Both methods work. The question isn't which one is "better" — it's which one you'll finish.
What is the Debt Snowball?
Pay minimums on everything. Throw all extra cash at the smallest balance first. When it's gone, roll that freed-up payment into the next-smallest.
Example order:
- Credit Card A: $800 balance → pay off first
- Credit Card B: $2,200 balance → pay off second
- Car Loan: $6,500 balance → pay off last
The appeal: each payoff is a real win. Accounts close. Due dates disappear. For most people, those early wins provide the fuel to keep going.
What is the Debt Avalanche?
Pay minimums on everything. Throw all extra cash at the highest interest rate first, regardless of balance size.
Same debts, reordered by rate:
- Credit Card B: 24.99% APR → pay off first
- Credit Card A: 19.99% APR → pay off second
- Car Loan: 7.5% APR → pay off last
The appeal: you eliminate the most expensive debt first, which means more of every future payment goes to principal.
How much does the avalanche actually save?
For a real comparison, take these three debts with $200/month extra beyond minimums:
| Debt | Balance | APR | Min. Payment |
|---|---|---|---|
| Credit Card A | $800 | 19.99% | $20 |
| Credit Card B | $2,200 | 24.99% | $55 |
| Car Loan | $6,500 | 7.5% | $130 |
Snowball result (A → B → Car): pays off in approximately 36 months, ~$1,450 in total interest
Avalanche result (B → A → Car): pays off in approximately 36 months, ~$1,210 in total interest
The avalanche saves about $240 in interest on this debt load. Both methods finish at nearly the same time — the real gap is the interest cost, not the timeline.
On larger or higher-rate debt loads (e.g., multiple cards at 25–29%), the interest savings from avalanche can reach $500–$2,000 or more.
Which one should you choose?
Ask yourself honestly: do you need quick wins to stay motivated?
If yes — and most people do — go with the snowball. A "mathematically suboptimal" method you finish is infinitely better than the optimal method you abandon after three months.
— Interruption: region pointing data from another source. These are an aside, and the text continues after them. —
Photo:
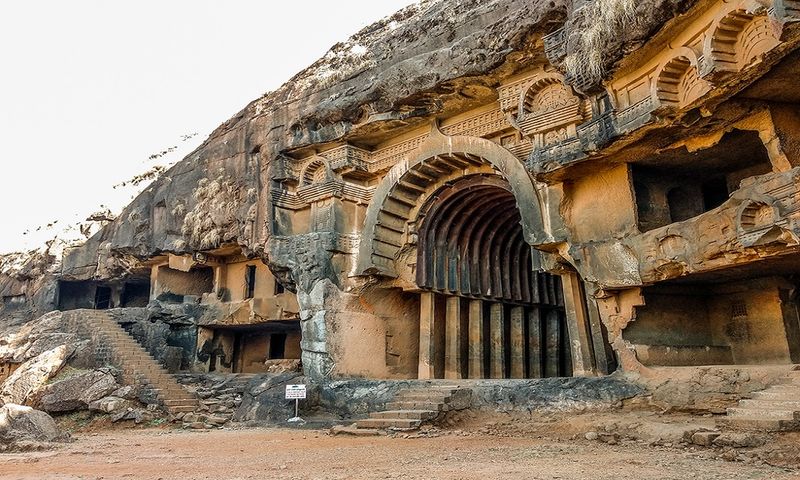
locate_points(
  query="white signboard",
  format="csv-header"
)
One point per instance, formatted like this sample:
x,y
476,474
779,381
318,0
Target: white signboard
x,y
295,392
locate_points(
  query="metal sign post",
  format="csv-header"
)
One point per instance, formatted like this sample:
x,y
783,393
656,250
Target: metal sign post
x,y
296,393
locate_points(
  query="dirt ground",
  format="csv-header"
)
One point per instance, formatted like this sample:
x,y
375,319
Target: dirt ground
x,y
483,449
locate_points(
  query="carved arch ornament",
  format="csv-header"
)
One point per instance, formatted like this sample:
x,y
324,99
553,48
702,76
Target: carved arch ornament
x,y
543,108
678,82
388,226
737,36
758,223
740,35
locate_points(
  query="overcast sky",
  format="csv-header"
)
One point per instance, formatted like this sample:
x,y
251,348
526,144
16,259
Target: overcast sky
x,y
90,89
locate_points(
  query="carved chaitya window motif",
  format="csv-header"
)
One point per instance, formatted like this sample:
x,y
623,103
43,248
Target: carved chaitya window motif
x,y
739,39
679,84
543,109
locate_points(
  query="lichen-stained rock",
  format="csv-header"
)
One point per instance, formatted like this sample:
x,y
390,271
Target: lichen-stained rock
x,y
404,68
20,425
599,34
78,392
30,378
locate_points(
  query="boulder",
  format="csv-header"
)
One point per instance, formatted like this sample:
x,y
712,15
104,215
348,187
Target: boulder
x,y
740,440
29,380
76,393
21,425
110,404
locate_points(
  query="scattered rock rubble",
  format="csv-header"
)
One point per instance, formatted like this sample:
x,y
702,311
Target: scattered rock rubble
x,y
220,396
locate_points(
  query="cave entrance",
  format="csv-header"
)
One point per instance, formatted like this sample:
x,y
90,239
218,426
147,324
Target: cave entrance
x,y
249,348
484,311
746,315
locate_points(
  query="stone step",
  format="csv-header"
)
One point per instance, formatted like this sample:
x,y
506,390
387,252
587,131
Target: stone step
x,y
764,413
388,423
774,404
181,409
412,414
414,405
139,367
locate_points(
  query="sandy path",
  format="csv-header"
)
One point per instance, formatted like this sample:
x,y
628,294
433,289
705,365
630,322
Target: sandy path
x,y
298,454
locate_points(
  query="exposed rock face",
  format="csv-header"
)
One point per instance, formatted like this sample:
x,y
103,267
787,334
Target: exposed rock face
x,y
78,392
20,426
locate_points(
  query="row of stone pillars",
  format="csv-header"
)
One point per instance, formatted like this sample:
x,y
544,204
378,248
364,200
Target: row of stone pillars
x,y
470,338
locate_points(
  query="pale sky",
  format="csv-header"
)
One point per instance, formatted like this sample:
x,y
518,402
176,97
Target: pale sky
x,y
90,89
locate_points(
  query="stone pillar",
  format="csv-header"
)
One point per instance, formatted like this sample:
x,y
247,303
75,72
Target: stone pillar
x,y
578,326
535,343
497,333
476,335
427,342
552,352
517,342
452,353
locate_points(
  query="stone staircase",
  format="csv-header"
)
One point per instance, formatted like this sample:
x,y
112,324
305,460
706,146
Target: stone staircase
x,y
414,406
775,409
138,367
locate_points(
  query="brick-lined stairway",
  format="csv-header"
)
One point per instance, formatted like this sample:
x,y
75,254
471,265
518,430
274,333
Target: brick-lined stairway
x,y
138,367
414,406
776,408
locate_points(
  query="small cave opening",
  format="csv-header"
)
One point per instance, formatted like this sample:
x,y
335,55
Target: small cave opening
x,y
677,185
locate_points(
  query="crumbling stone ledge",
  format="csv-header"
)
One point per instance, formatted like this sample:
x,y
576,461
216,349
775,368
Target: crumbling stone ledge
x,y
263,400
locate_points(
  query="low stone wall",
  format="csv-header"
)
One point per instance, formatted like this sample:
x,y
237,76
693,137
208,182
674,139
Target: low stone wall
x,y
345,399
709,389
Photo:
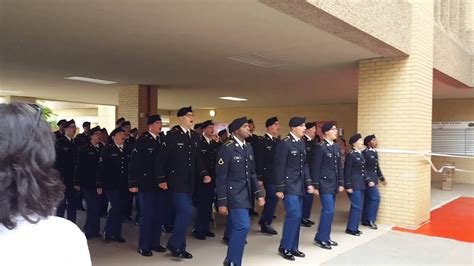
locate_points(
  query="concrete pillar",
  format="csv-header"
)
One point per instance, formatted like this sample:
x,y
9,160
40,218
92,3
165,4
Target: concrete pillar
x,y
106,117
395,103
136,103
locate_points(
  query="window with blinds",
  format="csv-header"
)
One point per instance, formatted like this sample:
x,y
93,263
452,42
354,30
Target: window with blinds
x,y
454,138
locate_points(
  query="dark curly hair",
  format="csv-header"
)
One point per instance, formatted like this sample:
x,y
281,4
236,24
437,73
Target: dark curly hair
x,y
29,185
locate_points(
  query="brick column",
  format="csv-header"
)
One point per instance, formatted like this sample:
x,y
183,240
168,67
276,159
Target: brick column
x,y
136,102
395,103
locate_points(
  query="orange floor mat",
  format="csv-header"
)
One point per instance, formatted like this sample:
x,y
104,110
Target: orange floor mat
x,y
455,220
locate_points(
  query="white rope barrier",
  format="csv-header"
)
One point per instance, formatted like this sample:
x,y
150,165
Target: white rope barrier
x,y
427,155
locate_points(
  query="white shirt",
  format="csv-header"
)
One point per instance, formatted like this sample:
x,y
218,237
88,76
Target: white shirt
x,y
153,135
53,241
241,144
329,141
270,135
207,139
297,139
186,131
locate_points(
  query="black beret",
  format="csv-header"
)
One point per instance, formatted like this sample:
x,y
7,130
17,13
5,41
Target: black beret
x,y
152,119
115,131
368,139
61,122
95,129
326,127
70,122
309,125
237,123
206,123
125,123
296,121
183,111
354,138
270,121
120,120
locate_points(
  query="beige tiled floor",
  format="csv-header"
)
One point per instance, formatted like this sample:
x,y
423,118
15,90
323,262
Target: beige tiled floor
x,y
261,249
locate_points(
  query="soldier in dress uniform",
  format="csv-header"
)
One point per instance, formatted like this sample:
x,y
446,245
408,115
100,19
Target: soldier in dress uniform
x,y
183,161
85,180
127,207
355,180
252,139
205,191
223,136
292,182
83,138
143,177
264,158
65,162
119,122
372,196
328,180
236,188
113,179
60,132
310,143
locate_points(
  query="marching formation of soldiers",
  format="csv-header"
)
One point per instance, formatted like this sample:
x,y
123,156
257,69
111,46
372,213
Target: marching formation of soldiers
x,y
190,166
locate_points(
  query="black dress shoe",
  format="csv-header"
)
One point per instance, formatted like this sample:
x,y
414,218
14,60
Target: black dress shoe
x,y
159,249
298,253
306,223
225,240
286,254
352,232
268,229
370,224
145,252
210,234
322,244
114,239
167,229
199,236
228,263
184,255
252,212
If you're the kind of person who can trust the numbers and stay disciplined even when the first payoff takes a year, avalanche will save you money.
A few signals for each:
Snowball fits better if you:
- Have several small balances you want to close out
- Struggle to stay motivated on long timelines
- Have similar interest rates across debts (the savings from avalanche are smaller)
Avalanche fits better if you:
- Have large APR differences between debts (e.g., a 28% card vs. a 10% loan)
- Are detail-oriented and motivated by optimizing numbers
- Can tolerate slow early progress
Some people do a hybrid: knock out one small debt with the snowball for an early win, then switch to avalanche. Do whatever keeps you in the plan.
Things neither method accounts for
- Variable interest rates: Card APRs can change. Rerun your plan every few months.
- Balance transfers: A 0% intro offer can dramatically change your payoff math — sometimes making it worth targeting the transferred balance first.
- Life happens: Job loss, medical bills, car repairs. A small emergency fund alongside your debt payoff protects your progress.
The best way to decide
Run your actual numbers through both calculators. Look at the difference in months and total interest — that gap is the real cost of the snowball's motivational advantage. You get to decide if it's worth it.